See this content in the original post

“The Buddy System” - City of Angels
Hollywood may seem all glitter and magic, but there is also a dirty, oily underbelly to the world of making movies. The musical City of Angels, with a score by Cy Coleman and David Zippel, and a book by Larry Gelbart, depicts the harsher side of showbiz. An author named Stine is hired to come to Hollywood to adapt one of his novels for the screen. He soon learns that personal integrity and fidelity to his work must be thrown out the widow as he is instructed in the ways of “adaptation” from producer Buddy Fidler. “The Buddy System” is Fidler’s manifesto on how books become movies. The song is a particularly delicious play on words, Zippel’s lyrics a shining example of wry playfulness in lyric writing. 

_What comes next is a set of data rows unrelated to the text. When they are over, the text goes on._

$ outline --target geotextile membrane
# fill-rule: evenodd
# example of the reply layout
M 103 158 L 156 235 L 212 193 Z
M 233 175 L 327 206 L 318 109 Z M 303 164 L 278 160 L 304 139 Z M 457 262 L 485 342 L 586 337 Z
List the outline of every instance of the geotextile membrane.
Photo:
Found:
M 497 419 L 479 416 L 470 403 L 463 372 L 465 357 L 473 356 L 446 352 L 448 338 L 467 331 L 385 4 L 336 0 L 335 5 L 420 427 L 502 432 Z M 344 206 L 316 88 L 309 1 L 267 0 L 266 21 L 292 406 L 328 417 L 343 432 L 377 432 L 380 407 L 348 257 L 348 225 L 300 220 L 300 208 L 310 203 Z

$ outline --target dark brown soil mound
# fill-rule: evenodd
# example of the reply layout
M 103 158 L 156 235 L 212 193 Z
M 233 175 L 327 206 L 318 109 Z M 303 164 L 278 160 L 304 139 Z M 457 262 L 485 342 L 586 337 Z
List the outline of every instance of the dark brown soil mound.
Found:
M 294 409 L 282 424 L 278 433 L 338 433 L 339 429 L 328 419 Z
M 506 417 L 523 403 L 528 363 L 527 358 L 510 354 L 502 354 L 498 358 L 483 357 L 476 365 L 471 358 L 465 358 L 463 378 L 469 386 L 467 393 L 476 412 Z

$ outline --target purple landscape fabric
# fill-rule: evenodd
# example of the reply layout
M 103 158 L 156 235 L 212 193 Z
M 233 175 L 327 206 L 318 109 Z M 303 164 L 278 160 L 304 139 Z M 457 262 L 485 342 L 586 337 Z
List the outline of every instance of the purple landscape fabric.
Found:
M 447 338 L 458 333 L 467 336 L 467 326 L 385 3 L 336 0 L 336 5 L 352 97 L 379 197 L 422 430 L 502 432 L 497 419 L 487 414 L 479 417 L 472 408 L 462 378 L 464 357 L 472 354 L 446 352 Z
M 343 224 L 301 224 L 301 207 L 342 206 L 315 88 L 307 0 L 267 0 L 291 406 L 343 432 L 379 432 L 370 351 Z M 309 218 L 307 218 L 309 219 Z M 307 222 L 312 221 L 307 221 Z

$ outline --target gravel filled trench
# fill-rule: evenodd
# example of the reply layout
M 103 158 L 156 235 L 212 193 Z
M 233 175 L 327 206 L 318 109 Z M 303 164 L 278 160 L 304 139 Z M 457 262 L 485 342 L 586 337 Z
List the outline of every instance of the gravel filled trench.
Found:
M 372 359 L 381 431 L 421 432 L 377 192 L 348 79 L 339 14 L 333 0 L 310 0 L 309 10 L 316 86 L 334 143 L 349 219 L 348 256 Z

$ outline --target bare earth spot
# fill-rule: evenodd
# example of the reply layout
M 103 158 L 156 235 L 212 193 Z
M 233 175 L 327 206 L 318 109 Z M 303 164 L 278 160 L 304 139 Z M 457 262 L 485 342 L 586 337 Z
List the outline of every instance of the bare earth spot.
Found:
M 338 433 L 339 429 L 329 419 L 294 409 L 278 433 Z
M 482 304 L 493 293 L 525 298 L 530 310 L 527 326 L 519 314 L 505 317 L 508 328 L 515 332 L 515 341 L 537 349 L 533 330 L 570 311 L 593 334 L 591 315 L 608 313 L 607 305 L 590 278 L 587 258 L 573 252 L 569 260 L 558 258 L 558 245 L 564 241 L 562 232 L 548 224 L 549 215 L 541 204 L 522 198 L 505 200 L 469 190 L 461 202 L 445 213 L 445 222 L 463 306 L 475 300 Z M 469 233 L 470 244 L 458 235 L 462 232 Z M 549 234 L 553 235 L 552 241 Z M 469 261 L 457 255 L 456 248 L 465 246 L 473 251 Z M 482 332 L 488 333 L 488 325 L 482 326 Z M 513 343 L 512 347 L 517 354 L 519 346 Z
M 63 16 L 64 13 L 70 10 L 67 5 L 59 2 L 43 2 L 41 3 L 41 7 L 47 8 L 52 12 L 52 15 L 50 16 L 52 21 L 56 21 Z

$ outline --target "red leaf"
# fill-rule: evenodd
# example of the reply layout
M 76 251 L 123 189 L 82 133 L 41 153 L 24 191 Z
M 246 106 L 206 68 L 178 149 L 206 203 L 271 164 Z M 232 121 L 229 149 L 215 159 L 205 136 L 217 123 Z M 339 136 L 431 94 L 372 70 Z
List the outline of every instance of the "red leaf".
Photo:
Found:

Movies Were Movies” - Mack & Mabel 
Mack Sennet was one of the great directors of the silent film era, ushering in such classic series as The Bathing Beautiesand The Keystone Cops. In the musical Mack & Mabel, the show opens with an older Sennet thinking-back on his career and how humor was different in those days. Jerry Herman’s driving melody and snappy lyrics for “Movies Were Movies” celebrate the physical humor that used to be what the audiences wanted. Of course, Sennet’s work on these films led to his meeting and falling in love with Mabel Normand, one of Hollywood’s first movie stars. 

“As If We Never Said Goodbye” - Sunset Boulevard 
Let’s face it: you would have all strung me up for not including something from Sunset Boulevard. The musical, based on the classic film of the same name, about a reclusive silent film actress who plans to make her triumphant return in the talkies, is the story that movie legends (and Hollywood tragedies) are built on. When Norma Desmond returns to the studio of her youth, she believes it is because director Cecil B. DeMIlle is interested in moving ahead with her comeback film,. She drinks in the atmosphere of the “magic in the making” and feels both frightened and empowered to, once again, be a blazing star in the firmament. “As If We Never Said Goodbye,” with music by Andrew Lloyd Webber and lyrics by Don Black and Christopher Hampton, is her tour-de-force moment in the musical.  This songs stands an anthem to Hollywood and all the promises, hopes and disappointments it stands for.